Glaucoma Surgery in Green Bay WI may become necessary despite the use of prescription eye drops. A laser treatment (trabeculoplasty or iridotomy) may have been carried out before and proved to be ineffective, or insufficient, or it did not have lasting effectiveness. Eye pressure may remain too strong and dangerous.
In some cases, it may have lowered to a value that appears normal, but the person’s field of view continues to degrade. This indicates that a drop in the pressure is ultimately not enough and that the doctor needs to get that number even lower. Finally, when the prescribed eye drops are not tolerated (eye pain, allergy, fatigue, breathing difficulties, etc.), the ophthalmologist may propose to treat glaucoma with surgery, so the patient does not go through poorly supported chronic treatment.
Chronic glaucoma surgery techniques
Several surgical techniques are possible to treat glaucoma, all aimed at getting the patient’s eye pressure low enough so that the disease no longer evolves. The conjunctiva (the mucous membrane that covers the eye) must be incised and closed by stitches at the end of the operation. These techniques have different names depending on the surgical procedure chosen by the surgeon: trabeculectomy, sclerotomy, sclerectomy, and so on.
They can be supplemented, during their realization, by the local application of an antimitotic designed to decrease healing when there is an increased risk of failure. This is not systematic because it may have disadvantages, including the post-operative persistence of low eye pressure. Here again, the surgeon will decide if its use is advantageous.

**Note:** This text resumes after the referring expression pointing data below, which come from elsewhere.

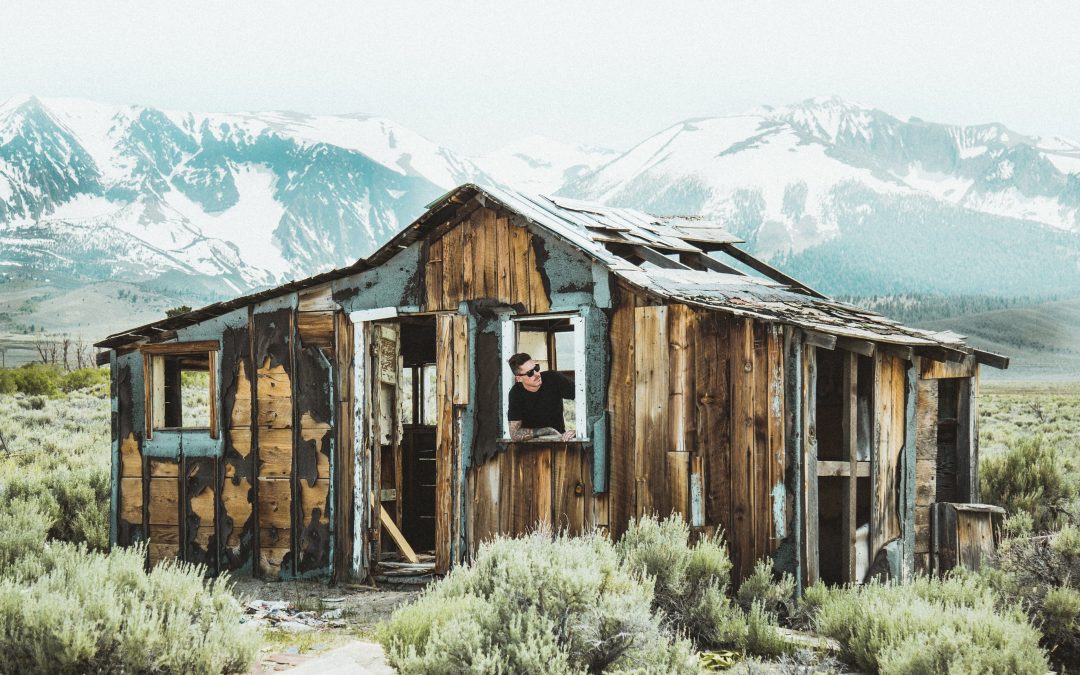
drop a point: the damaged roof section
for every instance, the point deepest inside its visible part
(685, 259)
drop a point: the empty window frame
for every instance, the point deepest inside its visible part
(180, 387)
(556, 342)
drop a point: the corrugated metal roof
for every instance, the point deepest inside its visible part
(601, 231)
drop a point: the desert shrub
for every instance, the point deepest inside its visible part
(84, 378)
(929, 625)
(536, 604)
(1043, 576)
(774, 595)
(689, 583)
(1028, 477)
(23, 529)
(37, 379)
(82, 611)
(763, 639)
(73, 501)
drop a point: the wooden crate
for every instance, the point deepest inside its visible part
(963, 535)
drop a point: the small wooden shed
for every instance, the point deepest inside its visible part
(332, 426)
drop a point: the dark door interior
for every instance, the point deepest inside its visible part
(419, 413)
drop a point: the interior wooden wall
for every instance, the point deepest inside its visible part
(889, 400)
(451, 395)
(696, 389)
(926, 468)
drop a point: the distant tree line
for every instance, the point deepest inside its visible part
(69, 354)
(920, 308)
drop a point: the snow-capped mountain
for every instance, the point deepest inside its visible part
(239, 200)
(859, 201)
(848, 198)
(542, 165)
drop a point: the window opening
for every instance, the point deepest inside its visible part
(180, 388)
(555, 342)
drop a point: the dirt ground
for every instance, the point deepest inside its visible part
(354, 612)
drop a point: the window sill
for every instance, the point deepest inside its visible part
(583, 443)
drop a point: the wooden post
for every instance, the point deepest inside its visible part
(793, 553)
(907, 517)
(811, 510)
(850, 445)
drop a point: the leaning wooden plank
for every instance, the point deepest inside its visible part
(768, 270)
(395, 534)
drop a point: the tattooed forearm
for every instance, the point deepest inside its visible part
(516, 433)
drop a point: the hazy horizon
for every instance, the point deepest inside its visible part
(481, 76)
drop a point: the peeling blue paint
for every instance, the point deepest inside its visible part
(391, 284)
(779, 496)
(115, 493)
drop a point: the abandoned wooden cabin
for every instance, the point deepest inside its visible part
(358, 417)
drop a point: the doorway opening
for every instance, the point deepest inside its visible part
(404, 414)
(844, 403)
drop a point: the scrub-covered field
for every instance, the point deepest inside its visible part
(92, 610)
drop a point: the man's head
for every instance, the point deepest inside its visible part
(524, 368)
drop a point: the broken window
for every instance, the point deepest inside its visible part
(556, 342)
(180, 387)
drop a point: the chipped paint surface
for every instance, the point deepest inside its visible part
(779, 507)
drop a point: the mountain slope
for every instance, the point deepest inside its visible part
(854, 200)
(247, 199)
(1041, 340)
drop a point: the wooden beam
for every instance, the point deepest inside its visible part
(811, 510)
(395, 534)
(849, 426)
(901, 351)
(705, 261)
(841, 468)
(180, 348)
(768, 270)
(942, 353)
(930, 369)
(822, 340)
(648, 255)
(860, 347)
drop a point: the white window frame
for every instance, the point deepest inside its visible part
(509, 343)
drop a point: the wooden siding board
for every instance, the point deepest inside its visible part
(810, 510)
(650, 407)
(777, 444)
(741, 535)
(621, 399)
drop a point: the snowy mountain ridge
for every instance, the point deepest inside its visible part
(851, 198)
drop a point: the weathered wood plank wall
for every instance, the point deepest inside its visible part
(483, 254)
(889, 399)
(698, 389)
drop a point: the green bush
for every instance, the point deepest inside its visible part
(69, 610)
(1029, 477)
(536, 604)
(23, 530)
(929, 625)
(1043, 576)
(775, 596)
(689, 583)
(73, 501)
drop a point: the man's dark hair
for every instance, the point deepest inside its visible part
(517, 361)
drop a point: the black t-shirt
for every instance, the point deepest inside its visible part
(542, 407)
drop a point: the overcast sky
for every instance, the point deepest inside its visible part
(474, 76)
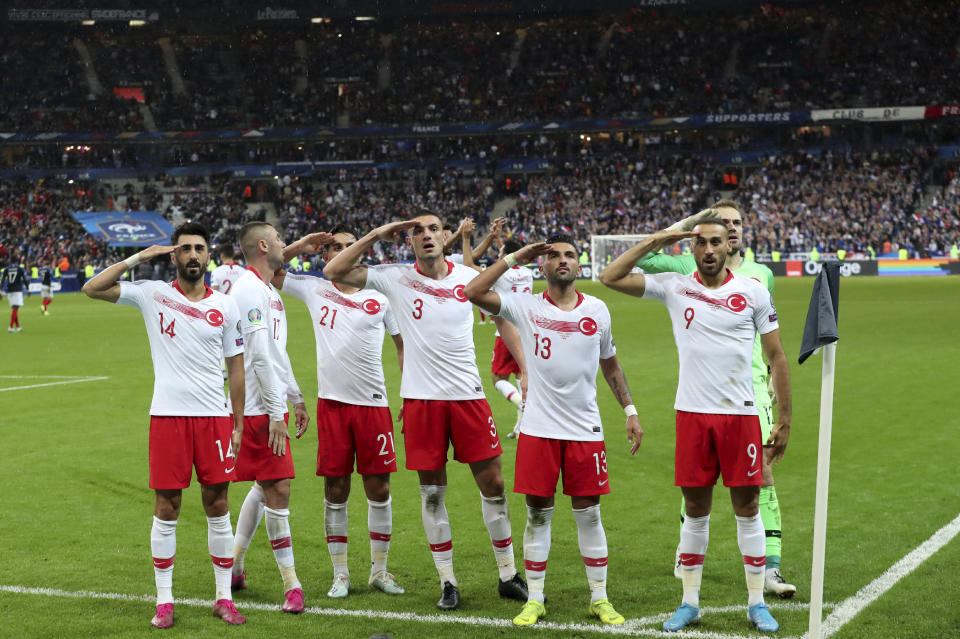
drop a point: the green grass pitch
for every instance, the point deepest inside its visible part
(76, 509)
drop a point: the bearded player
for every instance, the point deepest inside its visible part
(191, 329)
(716, 316)
(443, 397)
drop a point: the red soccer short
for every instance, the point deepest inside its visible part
(540, 461)
(179, 443)
(710, 444)
(503, 362)
(256, 460)
(347, 429)
(430, 425)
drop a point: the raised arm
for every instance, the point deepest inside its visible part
(618, 275)
(104, 285)
(345, 269)
(479, 290)
(776, 445)
(617, 381)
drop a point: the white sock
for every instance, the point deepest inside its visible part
(436, 523)
(247, 522)
(593, 549)
(163, 547)
(694, 536)
(752, 540)
(335, 525)
(278, 530)
(496, 517)
(536, 549)
(380, 526)
(509, 391)
(220, 544)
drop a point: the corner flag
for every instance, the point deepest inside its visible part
(821, 326)
(820, 331)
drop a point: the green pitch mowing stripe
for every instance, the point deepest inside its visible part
(633, 627)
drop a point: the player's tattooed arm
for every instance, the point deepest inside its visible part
(617, 381)
(238, 397)
(104, 286)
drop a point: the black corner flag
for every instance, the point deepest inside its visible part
(820, 328)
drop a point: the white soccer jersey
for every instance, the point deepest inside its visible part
(261, 309)
(714, 330)
(436, 320)
(188, 340)
(563, 350)
(225, 276)
(349, 335)
(517, 279)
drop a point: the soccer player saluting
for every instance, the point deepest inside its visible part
(46, 287)
(774, 583)
(224, 276)
(265, 454)
(507, 351)
(442, 395)
(716, 316)
(14, 277)
(353, 418)
(191, 329)
(565, 336)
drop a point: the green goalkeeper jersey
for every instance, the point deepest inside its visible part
(660, 263)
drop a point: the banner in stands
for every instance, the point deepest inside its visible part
(874, 114)
(133, 228)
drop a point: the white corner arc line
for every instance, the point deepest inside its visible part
(631, 628)
(68, 381)
(847, 609)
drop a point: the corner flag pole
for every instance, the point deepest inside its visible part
(820, 332)
(823, 486)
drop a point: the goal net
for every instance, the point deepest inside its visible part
(606, 248)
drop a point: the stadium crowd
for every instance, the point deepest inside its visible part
(484, 69)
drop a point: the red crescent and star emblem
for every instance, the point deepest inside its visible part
(370, 307)
(214, 317)
(736, 302)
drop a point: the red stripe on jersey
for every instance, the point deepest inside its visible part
(754, 561)
(190, 311)
(283, 542)
(535, 566)
(687, 559)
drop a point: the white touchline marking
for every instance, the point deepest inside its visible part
(633, 627)
(847, 609)
(69, 381)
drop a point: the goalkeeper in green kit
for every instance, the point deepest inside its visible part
(774, 584)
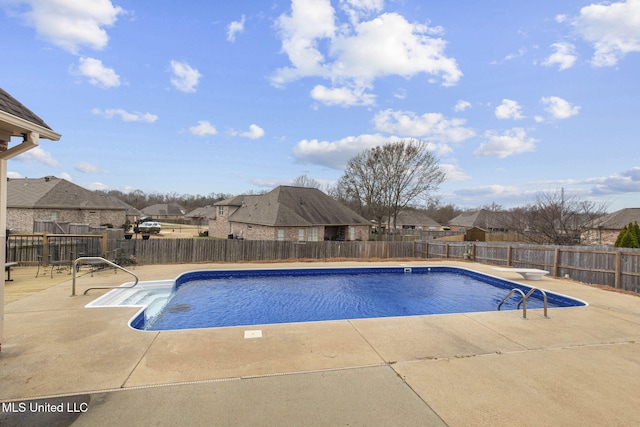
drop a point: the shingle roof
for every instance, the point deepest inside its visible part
(618, 219)
(52, 192)
(293, 206)
(204, 212)
(411, 217)
(482, 219)
(10, 105)
(164, 209)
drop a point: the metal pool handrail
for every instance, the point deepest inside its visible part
(544, 299)
(524, 301)
(106, 261)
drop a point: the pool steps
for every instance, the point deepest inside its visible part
(145, 294)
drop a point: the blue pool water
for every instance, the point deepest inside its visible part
(216, 298)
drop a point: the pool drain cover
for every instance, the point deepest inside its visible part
(180, 308)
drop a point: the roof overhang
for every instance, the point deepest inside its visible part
(30, 133)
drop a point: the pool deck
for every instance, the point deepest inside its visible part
(579, 367)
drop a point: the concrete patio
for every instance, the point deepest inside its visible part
(579, 367)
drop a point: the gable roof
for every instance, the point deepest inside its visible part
(482, 219)
(618, 219)
(414, 217)
(164, 209)
(287, 206)
(203, 212)
(51, 192)
(16, 118)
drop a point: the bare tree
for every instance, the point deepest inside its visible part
(555, 218)
(384, 180)
(305, 181)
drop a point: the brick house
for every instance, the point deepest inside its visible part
(287, 213)
(56, 199)
(605, 230)
(171, 212)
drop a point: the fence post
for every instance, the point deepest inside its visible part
(45, 248)
(617, 273)
(104, 244)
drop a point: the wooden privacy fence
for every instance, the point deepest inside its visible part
(159, 251)
(615, 267)
(619, 268)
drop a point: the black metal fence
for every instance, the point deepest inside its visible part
(618, 268)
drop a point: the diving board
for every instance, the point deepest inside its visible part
(526, 273)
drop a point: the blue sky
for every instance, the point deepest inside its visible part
(228, 97)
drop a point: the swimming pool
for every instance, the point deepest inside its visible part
(219, 298)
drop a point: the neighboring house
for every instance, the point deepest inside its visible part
(201, 216)
(55, 199)
(132, 214)
(605, 230)
(287, 213)
(171, 212)
(415, 220)
(490, 221)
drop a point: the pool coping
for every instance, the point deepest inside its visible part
(50, 337)
(119, 296)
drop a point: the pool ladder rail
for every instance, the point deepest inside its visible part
(101, 260)
(523, 302)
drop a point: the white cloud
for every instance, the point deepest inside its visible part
(489, 192)
(564, 56)
(514, 141)
(14, 175)
(390, 45)
(359, 9)
(38, 155)
(353, 55)
(185, 78)
(559, 108)
(96, 186)
(234, 28)
(336, 154)
(97, 73)
(612, 29)
(560, 18)
(204, 128)
(462, 105)
(86, 167)
(453, 172)
(254, 132)
(309, 22)
(431, 126)
(625, 182)
(65, 176)
(342, 96)
(509, 109)
(125, 115)
(71, 24)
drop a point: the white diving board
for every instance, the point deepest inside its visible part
(526, 273)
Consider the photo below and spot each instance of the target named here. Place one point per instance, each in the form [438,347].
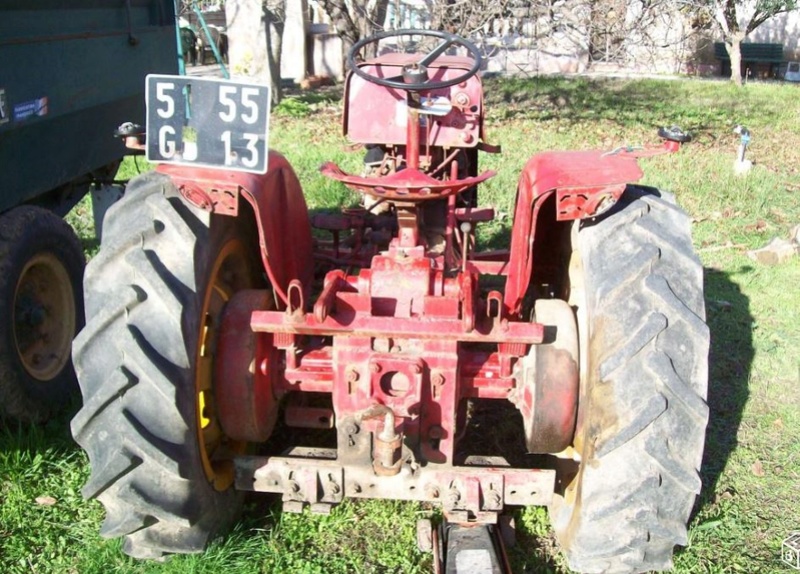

It is rare for micro-prostheses (drain, valves, etc.) to be placed in the eye: most of the time, the effectiveness of Glaucoma Surgery in Green Bay WI does not require any type of implant. Be warned; if cataract surgery can restore excellent vision, glaucoma cannot diminish or eliminate visual field changes, which will persist after surgery.
Routine monitoring is important
Regular monitoring will be necessary because some adults and children will have to be re-operated on a few years later because there is a progressive obstruction of the first intervention, usually caused by a growth phenomenon.